PROBA-3 – Formation flight with view of the Sun
The observation of the solar corona with coronagraphs has become an important tool in space weather prediction. Sudden eruptions of gigantic plasma clouds (coronal mass ejections) from the solar atmosphere can be detected many hours before these clouds may strike the near-earth environment allowing to take measures for example to protect satellites and astronauts onboard the space station. The operation of coronagraphs from space allows for a continuous solar observations, unperturbed by Earth's atmosphere and has been successfully practiced for 25 years by the SOHO and STEREO missions.
The ASPIICS (Association of Spacecraft for Polarimetric and Imaging Investigation of the Corona of the Sun) coronagraph on ESA's technology mission PROBA-3 (PRoject for On-Board Autonomy) introduces a new generation of these instruments. PROBA-3 will demonstrate for the first time that a coronagraph distributed on two probes orbiting Earth can be operated in formation flight. While traditional coronagraphs block out the bright solar disk with a small occulter in the telescope's beam path to make the much darker solar corona visible, ASPIICS uses a free-flying, second space probe at a distance of 144 meters from the actual corona telescope on the main probe. In order for the main probe to remain exactly in the shadow of the occulter probe, it is necessary to precisely maintain the positions and orientations of the two probes during the flight: the relative position of the probes and their orientation to the Sun must not deviate from the nominal values by more than about one millimeter.

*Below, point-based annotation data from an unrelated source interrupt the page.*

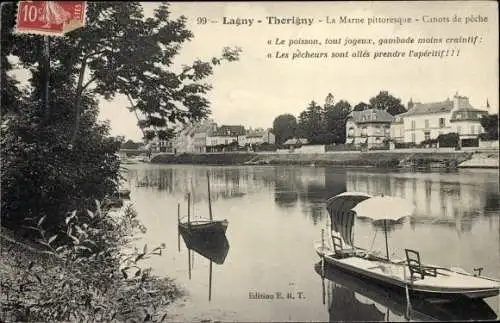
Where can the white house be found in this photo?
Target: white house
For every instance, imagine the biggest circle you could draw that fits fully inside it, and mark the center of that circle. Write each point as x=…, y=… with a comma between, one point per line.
x=226, y=135
x=369, y=127
x=184, y=140
x=424, y=121
x=202, y=132
x=260, y=136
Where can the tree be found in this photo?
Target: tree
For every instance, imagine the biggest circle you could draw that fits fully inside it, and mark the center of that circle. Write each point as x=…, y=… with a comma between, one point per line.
x=310, y=124
x=335, y=119
x=490, y=125
x=57, y=156
x=387, y=102
x=361, y=106
x=284, y=127
x=121, y=52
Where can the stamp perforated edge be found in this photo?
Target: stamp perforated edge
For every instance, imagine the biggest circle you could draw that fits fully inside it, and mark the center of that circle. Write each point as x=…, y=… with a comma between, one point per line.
x=33, y=31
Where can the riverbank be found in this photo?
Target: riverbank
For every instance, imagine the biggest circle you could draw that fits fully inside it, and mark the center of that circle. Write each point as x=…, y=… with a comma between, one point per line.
x=385, y=159
x=40, y=281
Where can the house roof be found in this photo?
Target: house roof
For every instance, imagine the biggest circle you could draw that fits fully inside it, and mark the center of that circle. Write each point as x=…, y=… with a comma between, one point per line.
x=295, y=141
x=256, y=133
x=230, y=130
x=371, y=115
x=429, y=108
x=467, y=114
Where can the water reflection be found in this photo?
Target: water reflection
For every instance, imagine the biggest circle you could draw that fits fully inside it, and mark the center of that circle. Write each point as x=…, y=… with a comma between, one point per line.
x=277, y=212
x=449, y=199
x=440, y=199
x=350, y=298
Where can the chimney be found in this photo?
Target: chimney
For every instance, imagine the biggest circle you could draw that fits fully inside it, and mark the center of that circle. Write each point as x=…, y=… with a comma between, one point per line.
x=410, y=104
x=460, y=102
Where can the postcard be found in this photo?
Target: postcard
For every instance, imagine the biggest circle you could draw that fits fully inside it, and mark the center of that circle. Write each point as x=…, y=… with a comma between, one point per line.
x=250, y=161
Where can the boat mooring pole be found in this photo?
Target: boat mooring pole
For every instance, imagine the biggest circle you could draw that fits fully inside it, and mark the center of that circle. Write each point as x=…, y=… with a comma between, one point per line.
x=189, y=210
x=407, y=292
x=323, y=253
x=210, y=283
x=189, y=263
x=178, y=222
x=386, y=244
x=209, y=199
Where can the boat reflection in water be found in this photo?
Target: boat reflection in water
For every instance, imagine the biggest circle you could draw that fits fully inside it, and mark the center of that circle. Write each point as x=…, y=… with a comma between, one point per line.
x=213, y=247
x=350, y=298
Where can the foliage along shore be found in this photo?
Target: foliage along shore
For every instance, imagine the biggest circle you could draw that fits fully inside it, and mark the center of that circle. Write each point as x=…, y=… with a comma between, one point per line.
x=88, y=278
x=345, y=159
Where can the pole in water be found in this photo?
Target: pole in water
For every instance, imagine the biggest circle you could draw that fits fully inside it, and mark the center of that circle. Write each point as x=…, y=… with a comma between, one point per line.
x=322, y=253
x=386, y=244
x=189, y=263
x=189, y=210
x=407, y=292
x=178, y=223
x=210, y=283
x=46, y=43
x=209, y=199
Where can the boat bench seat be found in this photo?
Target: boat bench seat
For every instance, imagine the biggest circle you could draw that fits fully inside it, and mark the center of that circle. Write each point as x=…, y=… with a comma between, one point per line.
x=416, y=267
x=341, y=252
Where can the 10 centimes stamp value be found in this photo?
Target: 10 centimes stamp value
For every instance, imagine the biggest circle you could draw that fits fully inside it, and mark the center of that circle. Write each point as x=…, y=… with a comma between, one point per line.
x=50, y=18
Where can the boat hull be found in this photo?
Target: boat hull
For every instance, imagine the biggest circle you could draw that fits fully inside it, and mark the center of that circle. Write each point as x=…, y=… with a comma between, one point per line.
x=421, y=309
x=438, y=293
x=204, y=227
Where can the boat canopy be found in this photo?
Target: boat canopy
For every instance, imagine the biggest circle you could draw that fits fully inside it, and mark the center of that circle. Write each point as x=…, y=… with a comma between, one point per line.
x=342, y=217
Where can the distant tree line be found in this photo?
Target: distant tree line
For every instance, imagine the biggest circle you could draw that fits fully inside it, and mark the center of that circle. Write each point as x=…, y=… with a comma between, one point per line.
x=326, y=124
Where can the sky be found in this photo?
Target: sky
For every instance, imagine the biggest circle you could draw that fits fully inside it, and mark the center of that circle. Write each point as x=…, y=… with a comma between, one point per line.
x=256, y=89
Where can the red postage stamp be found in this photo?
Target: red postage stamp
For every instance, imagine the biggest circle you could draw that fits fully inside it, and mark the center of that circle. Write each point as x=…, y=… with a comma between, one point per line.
x=53, y=18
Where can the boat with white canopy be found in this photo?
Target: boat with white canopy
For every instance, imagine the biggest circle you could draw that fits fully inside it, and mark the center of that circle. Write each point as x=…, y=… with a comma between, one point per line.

This configuration allows observations of the solar corona from three solar radii to almost the solar limb at 1.1 solar radii. The images will have a resolution of 2.8 arcseconds. The quality of the expected data will approach that of corona observations during a lunar eclipse - with the difference that ASPIICS will observe almost daily. In addition, ASPIICS is equipped with three polarizing filters and three spectral interference filters at wavelengths of 535-565 nanometers (yellow-red continuum) 530 nanometers (emission line of Fe XIV ion), and 588 nanometers (D3 line of He I).
The ASPIICS instrument was designed and is being built by the Centre Spatial de Liège under contract to ESA. A consortium led by the Royal Observatory of Belgium in Brussels is acting as scientific advisors. Currently, the mission is in the construction phase; the ASPIICS coronagraphic telescope is expected to be completed by the end of 2021 and the mission is scheduled to launch early 2023.
MPS is participating in the design and supplying of the complex software pipeline that will compute the highest quality coronal images for scientific analysis from the expected raw data.